According to Canstar head of research, Steve Mickenbecker, with the rise and rise of online banking and cashless transactions, the advantage of size... has diminished somewhat. A small bank can still provide the personalised service to their local community but can also, with a good online banking system, have a massive Australia-wide reach, Mickenbecker said in a statement.
Canstar added that customers needn't worry about the safety of their money as the 'mutuals' have to meet the same regulatory standards in exactly the same way ordinary banks do a message that applies to small NZ banks as well.
Given that, in the event of a crisis bank size per se shouldn't factor unduly, unless the 'too big to fail' rule comes into play.
In a speech delivered this April, Toby Fiennes, Reserve Bank of New Zealand head of prudential supervision, battered around a few bank failure scenarios while noting the current risk of it happening here is very low.

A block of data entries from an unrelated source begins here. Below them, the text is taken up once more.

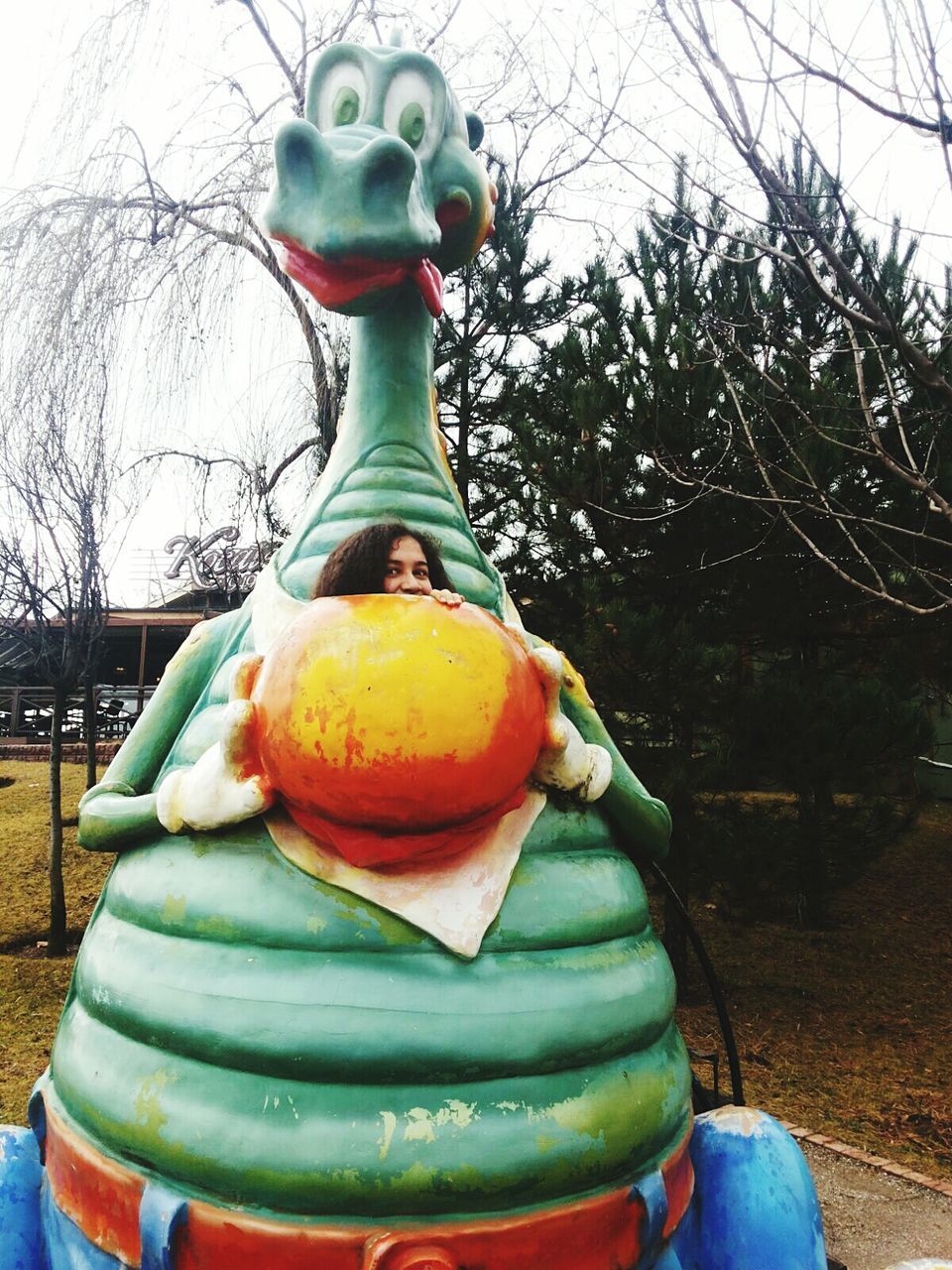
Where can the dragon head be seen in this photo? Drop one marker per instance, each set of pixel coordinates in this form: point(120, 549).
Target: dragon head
point(377, 185)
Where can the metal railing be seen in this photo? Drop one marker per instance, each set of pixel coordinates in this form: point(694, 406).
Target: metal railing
point(27, 712)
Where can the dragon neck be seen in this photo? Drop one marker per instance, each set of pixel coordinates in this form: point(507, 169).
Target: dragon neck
point(388, 462)
point(390, 391)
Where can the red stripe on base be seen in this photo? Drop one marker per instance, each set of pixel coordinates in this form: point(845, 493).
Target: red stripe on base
point(102, 1197)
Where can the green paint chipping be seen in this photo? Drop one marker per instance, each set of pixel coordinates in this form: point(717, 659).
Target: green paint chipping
point(422, 1125)
point(388, 1135)
point(173, 911)
point(217, 928)
point(149, 1111)
point(414, 1180)
point(393, 930)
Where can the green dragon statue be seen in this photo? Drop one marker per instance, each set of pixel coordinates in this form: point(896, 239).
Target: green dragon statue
point(257, 1066)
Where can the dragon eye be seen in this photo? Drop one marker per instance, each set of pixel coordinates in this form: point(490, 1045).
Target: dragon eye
point(413, 123)
point(347, 107)
point(338, 96)
point(411, 111)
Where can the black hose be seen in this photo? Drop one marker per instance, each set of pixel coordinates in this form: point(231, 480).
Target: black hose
point(714, 984)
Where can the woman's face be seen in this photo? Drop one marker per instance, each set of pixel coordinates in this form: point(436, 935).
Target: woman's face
point(407, 572)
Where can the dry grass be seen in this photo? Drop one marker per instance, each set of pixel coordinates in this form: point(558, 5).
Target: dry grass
point(849, 1030)
point(846, 1030)
point(32, 988)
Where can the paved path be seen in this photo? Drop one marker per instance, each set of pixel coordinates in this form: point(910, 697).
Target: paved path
point(874, 1219)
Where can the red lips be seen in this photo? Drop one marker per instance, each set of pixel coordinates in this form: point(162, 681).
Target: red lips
point(338, 282)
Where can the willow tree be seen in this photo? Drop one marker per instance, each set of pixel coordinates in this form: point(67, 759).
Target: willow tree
point(143, 236)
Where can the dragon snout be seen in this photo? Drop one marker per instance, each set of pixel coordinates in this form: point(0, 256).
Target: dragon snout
point(356, 191)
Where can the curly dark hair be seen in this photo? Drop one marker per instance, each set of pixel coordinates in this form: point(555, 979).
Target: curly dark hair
point(357, 566)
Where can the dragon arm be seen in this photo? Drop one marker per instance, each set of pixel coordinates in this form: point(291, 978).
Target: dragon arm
point(121, 810)
point(643, 824)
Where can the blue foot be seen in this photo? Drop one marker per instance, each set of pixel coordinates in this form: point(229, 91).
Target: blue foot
point(754, 1202)
point(21, 1174)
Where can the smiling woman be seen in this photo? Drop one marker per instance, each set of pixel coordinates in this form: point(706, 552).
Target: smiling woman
point(386, 558)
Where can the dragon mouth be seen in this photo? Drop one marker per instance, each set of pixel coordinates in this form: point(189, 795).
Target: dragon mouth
point(338, 282)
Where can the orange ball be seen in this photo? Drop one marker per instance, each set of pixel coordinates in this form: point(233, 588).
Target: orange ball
point(398, 712)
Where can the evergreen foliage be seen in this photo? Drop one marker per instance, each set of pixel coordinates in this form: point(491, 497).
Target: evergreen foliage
point(722, 652)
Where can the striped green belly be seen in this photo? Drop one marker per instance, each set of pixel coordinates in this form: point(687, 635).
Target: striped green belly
point(258, 1037)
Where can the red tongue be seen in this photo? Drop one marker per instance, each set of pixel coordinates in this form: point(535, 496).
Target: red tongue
point(429, 280)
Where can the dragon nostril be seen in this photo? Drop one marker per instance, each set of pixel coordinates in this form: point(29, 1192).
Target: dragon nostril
point(453, 209)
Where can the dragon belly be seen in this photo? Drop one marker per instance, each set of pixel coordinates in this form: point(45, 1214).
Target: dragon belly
point(257, 1037)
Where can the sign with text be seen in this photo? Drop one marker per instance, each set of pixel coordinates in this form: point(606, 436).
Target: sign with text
point(213, 563)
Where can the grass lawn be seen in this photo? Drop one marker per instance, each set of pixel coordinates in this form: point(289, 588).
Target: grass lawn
point(846, 1030)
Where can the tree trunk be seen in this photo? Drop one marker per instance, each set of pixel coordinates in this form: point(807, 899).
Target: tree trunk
point(56, 939)
point(462, 441)
point(89, 731)
point(812, 880)
point(678, 866)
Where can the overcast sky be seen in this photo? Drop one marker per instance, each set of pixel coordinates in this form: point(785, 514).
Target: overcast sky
point(889, 169)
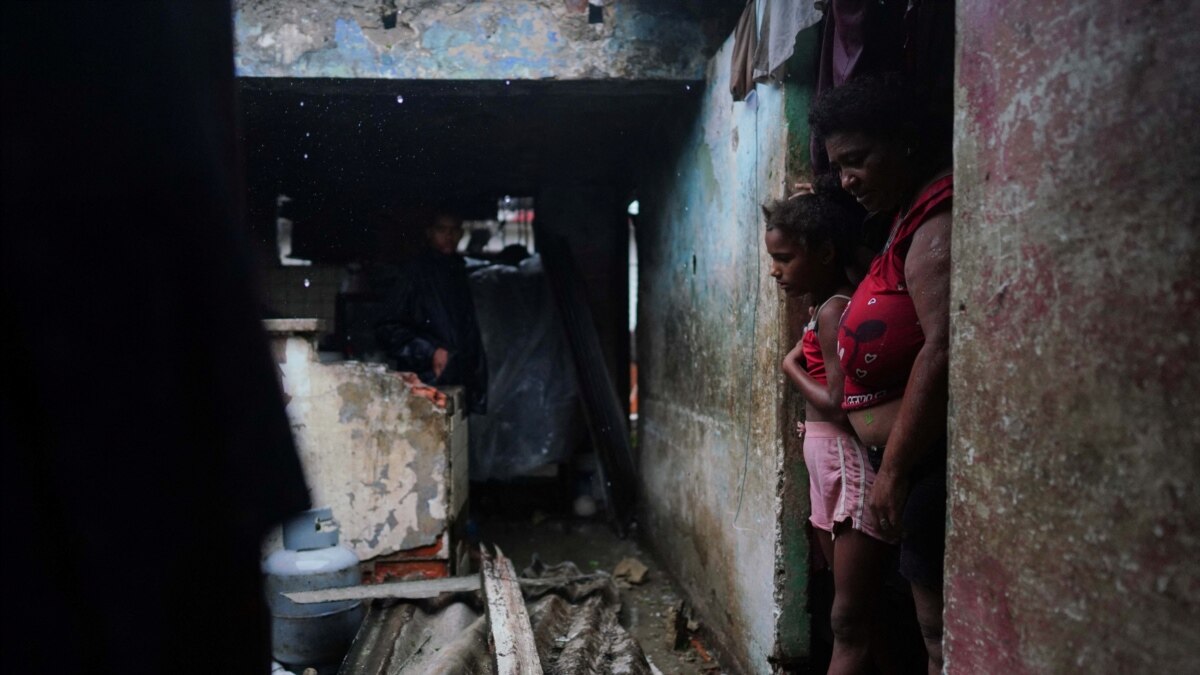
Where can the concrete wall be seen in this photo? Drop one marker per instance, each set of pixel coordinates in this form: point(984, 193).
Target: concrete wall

But there's always the remote possibility that a bank does get into trouble, at some point, Fiennes says. If that happens there are no simple solutions. It will be messy, people will lose money and how it is dealt with will depend on circumstances at the time.
And if a bank does start to bleed seriously, a government transfusion will not be guaranteed. As it happens the S&P ratings read like blood types with some rarer than others let's hope there's enough BBB-/Negative/A-3 around when they need it.